Paz was no longer listening closely. He thought profiling was a useful activity when you had a classic nutcase, which he already knew was not the situation here. They had no idea why this guy was doing it, although he liked what Robinette had said about going shopping. That felt right. The why of it was still completely obscure, however, and these further negatives were not clearing it up very much.
In any event, Paz had spent the last ten minutes studying the file on Mariah Do, in particular a certain photograph, the very last of the zillions of photographs taken of the victim. In this shot, Ms. Do was walking down a path flanked by two other people. It was summer in the photo; there were trees in leaf on either side of the path and dappled shadows on the path itself. The victim was pregnant, but gracefully so, like the gravid Madonna in a Renaissance painting. A glow seemed to rise from her, but whether that was real or part of the photographer’s art Paz couldn’t tell. She was certainly transcendently beautiful. To her left, and lagging a little behind, was another woman, a tall blonde, quite thin, with a pinched, worried face. She was looking at the victim with an expression Paz couldn’t read. Pain? Anger? Fear? One of the unhappy emotions in any case. On the victim’s other side was a happy man, smiling and gesturing broadly as at some joke. Could that be the reason for the Madonna smile on the victim and the worried look on the face of the other woman? Her sister, Jane Clare Doe, as the helpful label on the back established. The man was the victim’s brother-in-law, M. DeWitt Moore, husband of Jane Clare. A man who looked a good deal like Paz, it appeared.
Little thrill rockets were coursing through Paz’s gut, and it was agonizing to contain himself while the FBI agent lectured away.
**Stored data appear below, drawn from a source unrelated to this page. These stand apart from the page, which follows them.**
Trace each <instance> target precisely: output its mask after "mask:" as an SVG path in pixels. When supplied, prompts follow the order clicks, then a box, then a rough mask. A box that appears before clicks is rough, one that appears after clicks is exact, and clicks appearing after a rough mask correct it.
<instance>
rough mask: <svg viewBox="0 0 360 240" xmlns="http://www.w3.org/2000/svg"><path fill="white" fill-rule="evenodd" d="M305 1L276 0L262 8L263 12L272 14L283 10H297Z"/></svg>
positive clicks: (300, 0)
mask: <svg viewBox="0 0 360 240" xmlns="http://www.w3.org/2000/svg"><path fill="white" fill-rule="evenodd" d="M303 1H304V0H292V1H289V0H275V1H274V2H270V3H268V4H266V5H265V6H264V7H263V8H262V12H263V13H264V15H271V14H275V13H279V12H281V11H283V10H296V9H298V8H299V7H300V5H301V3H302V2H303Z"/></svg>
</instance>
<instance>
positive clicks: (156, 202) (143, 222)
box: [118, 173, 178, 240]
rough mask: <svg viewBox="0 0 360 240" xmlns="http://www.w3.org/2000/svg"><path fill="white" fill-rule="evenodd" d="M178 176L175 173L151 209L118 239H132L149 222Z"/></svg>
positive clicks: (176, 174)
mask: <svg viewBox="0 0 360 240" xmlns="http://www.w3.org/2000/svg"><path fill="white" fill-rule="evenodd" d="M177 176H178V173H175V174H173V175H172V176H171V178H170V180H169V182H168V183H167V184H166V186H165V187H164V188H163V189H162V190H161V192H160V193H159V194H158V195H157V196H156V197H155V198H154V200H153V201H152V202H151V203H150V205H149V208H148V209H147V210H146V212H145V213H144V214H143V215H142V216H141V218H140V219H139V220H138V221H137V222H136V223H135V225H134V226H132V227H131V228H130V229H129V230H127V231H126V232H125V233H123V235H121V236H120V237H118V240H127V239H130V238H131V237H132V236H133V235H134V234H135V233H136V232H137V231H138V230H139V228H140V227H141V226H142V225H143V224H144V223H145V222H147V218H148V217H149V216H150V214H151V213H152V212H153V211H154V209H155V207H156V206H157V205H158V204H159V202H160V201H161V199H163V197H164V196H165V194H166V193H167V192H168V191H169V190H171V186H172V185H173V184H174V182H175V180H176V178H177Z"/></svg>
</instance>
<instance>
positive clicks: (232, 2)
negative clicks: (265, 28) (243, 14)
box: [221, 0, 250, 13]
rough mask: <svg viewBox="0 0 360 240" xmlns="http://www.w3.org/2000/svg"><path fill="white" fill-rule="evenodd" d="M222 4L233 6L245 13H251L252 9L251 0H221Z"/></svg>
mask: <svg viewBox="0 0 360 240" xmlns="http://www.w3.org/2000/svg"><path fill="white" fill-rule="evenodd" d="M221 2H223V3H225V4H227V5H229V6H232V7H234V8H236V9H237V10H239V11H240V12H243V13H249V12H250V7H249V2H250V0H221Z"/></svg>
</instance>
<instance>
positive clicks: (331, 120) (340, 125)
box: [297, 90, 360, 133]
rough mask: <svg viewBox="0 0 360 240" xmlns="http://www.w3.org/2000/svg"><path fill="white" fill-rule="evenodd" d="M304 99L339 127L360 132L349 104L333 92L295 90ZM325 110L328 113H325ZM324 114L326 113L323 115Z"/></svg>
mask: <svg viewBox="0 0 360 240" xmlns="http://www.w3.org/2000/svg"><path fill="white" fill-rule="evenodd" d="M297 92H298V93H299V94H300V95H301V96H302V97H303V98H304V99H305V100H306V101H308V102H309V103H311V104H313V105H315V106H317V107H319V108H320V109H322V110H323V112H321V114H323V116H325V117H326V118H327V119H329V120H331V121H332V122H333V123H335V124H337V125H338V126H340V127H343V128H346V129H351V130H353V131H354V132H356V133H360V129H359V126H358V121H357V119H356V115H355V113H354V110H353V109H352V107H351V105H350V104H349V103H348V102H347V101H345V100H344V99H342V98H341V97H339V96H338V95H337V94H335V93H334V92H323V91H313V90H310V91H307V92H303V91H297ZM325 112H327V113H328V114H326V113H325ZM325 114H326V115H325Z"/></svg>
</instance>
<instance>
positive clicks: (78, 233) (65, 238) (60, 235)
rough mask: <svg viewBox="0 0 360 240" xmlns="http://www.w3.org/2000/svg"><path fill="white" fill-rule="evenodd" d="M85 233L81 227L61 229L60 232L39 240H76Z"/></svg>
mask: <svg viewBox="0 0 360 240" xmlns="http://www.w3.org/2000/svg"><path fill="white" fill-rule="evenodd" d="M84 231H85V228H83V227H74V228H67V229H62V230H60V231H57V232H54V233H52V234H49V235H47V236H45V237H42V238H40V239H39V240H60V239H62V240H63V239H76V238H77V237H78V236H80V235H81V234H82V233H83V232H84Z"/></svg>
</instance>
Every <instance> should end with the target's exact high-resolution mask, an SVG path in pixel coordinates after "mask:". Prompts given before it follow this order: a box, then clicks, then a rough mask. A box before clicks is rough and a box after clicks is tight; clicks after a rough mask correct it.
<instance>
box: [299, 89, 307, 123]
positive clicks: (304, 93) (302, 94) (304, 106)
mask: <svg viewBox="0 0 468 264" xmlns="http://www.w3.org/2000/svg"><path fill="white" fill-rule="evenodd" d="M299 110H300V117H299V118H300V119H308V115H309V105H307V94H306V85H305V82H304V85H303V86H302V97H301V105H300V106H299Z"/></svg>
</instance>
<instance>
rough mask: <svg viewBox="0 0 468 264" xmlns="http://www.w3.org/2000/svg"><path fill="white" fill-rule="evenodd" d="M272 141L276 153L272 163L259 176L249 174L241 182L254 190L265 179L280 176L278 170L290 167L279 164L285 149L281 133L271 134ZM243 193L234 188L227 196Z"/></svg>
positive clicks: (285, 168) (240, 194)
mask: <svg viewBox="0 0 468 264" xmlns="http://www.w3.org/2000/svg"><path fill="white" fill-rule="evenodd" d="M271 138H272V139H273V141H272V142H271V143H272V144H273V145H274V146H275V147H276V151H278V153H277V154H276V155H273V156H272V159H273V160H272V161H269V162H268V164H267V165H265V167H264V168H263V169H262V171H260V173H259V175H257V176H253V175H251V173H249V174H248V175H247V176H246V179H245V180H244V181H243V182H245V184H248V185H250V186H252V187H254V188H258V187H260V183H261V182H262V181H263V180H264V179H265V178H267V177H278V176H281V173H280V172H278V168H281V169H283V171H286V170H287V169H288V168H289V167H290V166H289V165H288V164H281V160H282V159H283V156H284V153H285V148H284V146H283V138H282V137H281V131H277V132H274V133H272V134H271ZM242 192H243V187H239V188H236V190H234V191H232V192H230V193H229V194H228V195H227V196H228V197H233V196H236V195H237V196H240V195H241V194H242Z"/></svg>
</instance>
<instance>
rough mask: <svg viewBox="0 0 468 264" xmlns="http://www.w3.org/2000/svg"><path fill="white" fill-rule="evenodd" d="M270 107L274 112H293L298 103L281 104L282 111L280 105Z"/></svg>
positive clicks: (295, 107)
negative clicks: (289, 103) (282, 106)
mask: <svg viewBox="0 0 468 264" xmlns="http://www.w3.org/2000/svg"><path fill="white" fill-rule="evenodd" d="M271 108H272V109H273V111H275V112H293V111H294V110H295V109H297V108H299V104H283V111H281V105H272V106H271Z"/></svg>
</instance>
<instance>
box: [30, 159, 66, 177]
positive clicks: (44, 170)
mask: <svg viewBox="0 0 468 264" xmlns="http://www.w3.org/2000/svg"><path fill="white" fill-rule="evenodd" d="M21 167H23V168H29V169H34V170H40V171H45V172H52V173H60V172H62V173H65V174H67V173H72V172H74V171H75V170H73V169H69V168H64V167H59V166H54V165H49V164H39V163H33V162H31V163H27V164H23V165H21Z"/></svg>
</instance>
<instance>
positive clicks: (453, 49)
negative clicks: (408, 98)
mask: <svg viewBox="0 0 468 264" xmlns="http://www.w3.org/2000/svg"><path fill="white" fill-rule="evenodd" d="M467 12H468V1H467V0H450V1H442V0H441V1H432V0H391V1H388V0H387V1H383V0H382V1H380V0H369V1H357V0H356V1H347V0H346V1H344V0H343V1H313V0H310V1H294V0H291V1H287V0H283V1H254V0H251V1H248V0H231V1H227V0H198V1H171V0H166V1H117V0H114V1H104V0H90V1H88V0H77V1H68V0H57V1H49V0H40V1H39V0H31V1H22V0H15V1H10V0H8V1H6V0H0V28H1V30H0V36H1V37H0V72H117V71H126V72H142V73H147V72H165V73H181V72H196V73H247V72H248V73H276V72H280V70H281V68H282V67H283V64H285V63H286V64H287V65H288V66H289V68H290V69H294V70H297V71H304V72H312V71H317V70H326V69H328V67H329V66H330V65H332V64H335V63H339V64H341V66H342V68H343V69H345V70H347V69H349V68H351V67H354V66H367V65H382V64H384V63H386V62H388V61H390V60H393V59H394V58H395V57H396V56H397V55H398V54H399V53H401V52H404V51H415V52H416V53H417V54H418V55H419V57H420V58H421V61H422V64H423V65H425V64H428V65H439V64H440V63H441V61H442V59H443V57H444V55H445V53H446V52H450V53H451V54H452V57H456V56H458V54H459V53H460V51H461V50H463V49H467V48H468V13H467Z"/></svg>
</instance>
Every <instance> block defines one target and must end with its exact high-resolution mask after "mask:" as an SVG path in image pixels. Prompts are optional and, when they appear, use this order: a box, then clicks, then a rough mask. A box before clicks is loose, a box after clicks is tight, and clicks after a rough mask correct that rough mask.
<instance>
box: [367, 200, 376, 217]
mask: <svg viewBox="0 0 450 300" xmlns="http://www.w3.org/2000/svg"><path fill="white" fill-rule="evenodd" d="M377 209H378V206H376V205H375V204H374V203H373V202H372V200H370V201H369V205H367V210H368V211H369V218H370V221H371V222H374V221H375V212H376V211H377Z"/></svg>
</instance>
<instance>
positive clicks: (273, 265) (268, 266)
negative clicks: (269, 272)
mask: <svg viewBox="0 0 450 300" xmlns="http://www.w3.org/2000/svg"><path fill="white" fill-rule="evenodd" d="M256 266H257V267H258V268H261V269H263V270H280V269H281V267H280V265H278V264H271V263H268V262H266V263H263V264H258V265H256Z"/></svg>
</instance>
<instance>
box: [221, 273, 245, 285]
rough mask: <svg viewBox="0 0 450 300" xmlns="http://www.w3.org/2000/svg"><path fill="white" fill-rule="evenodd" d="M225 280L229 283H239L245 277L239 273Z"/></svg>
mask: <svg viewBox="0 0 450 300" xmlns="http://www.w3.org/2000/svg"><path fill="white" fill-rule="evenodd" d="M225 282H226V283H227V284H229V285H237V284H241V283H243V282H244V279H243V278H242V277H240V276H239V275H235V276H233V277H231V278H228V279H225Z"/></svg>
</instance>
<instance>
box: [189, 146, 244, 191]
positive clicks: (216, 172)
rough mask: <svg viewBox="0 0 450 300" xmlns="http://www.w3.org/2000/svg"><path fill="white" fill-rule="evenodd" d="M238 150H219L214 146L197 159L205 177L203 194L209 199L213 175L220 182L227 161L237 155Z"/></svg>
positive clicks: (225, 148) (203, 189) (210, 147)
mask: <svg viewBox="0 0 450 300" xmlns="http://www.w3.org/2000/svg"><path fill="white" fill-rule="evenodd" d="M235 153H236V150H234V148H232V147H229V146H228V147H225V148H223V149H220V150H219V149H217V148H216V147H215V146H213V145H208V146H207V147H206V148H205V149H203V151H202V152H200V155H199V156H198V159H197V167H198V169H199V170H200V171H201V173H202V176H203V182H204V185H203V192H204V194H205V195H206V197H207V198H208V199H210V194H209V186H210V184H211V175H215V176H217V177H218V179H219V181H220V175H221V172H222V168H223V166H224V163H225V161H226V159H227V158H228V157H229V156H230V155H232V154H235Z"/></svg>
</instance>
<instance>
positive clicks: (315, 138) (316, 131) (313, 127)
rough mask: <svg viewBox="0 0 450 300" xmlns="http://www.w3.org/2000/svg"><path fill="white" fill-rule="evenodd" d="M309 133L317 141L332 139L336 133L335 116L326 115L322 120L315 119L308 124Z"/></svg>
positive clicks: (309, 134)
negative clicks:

Paz had already looked like a jerk twice in this case, once with Youghans, and once with his disastrous effort to get Tanzi Franklin to generate a usable description of the killer. He was not going to chance it again. No, the question now was what to do with this theory. He confronted the eternal detective problem?do you or do you not take a strong suspicion to authority? If you do, you might get enough resources to really nail the guy, but you also might end up in the shit, if the suspicion proved false. But if you don’t send it up the chain, and it is the guy, someone else will pick up the credit eventually, or else the guy will walk away, or worse, do it again, and if it came out that you did have a strong suspicion and did nothing, you would sink even deeper in the shit.
The only smart thing to do was talk to Barlow. That was a Barlow rule, too. Talk to your partner. Barlow, as far as Paz knew, had always been completely open with Paz in the development of cases. On the other hand, Barlow’s suspicions were invariably right and Paz’s were occasionally wrong.